US 12,105,755 B1
	Automated content filtering using image retrieval models
Mohamed Kamal Omar, Seattle, WA (US); Xiaohang Sun, Bellevue, WA (US); Han-Kai Hsu, Seattle, WA (US); Ashutosh Sanan, Seattle, WA (US); and Wentao Zhu, Redmond, WA (US)
Assigned to Amazon Technologies, Inc., Seattle, WA (US)
Filed by Amazon Technologies, Inc., Seattle, WA (US)
Filed on Jun. 28, 2022, as Appl. No. 17/852,063.
Int. Cl. G06F 16/71 (2019.01); G06N 20/00 (2019.01)
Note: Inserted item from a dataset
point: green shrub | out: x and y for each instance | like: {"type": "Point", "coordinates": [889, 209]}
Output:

CPC G06F 16/71 (2019.01) [G06N 20/00 (2019.01)]

20 Claims

1. A method for determining a training dataset for a machine learning model comprising:

receiving a user input associated with a label to filter one or more videos from a database storing a plurality of videos;

segmenting, using a boundary detection algorithm, the plurality of videos into a plurality of segments representing a plurality of video clips of the plurality of videos;

determining one or more representative frames from the plurality of segments, the one or more representative frames comprising one or more images useable in place of the plurality of segments;

determining, using an image classification model configured to detect pre-defined categories of objects within the one or more representative frames, one or more image classification labels for the one or more representative frames that are associated with particular content of interest as identified by the label;

determining, using the image classification model and based on the one or more image classification labels, a plurality of image classification scores associated with probabilities that the one or more representative frames are associated with the label;

determining a first ranking of the one or more representative frames based on the plurality of image classification scores;

selecting a first subset of the plurality of videos based on the first ranking;

determining, using a media retrieval model comprising a media retrieval encoder and a similarity calculator, a first embedding based on query images and query text related to the label;

determining, using the media retrieval model, a second embedding based on the one or more representative frames of the plurality of videos;

determining similarity embedding scores between the label and the plurality of videos by calculating an inner product of the first embedding and the second embedding;

determining a second ranking of the plurality of videos based on the similarity embedding scores;

selecting a second subset of the plurality of videos based on the second ranking;

selecting a first validation set of videos by selecting from the first subset of the plurality of videos based on the first ranking;

selecting a second validation set of videos by selecting from the second subset of the plurality of videos based on the second ranking;

receiving validation results for the first validation set and the second validation set describing an accuracy of the first validation set and the second validation set with the label; and

determining a video dataset associated with the label from the first subset or the second subset based on the validation results.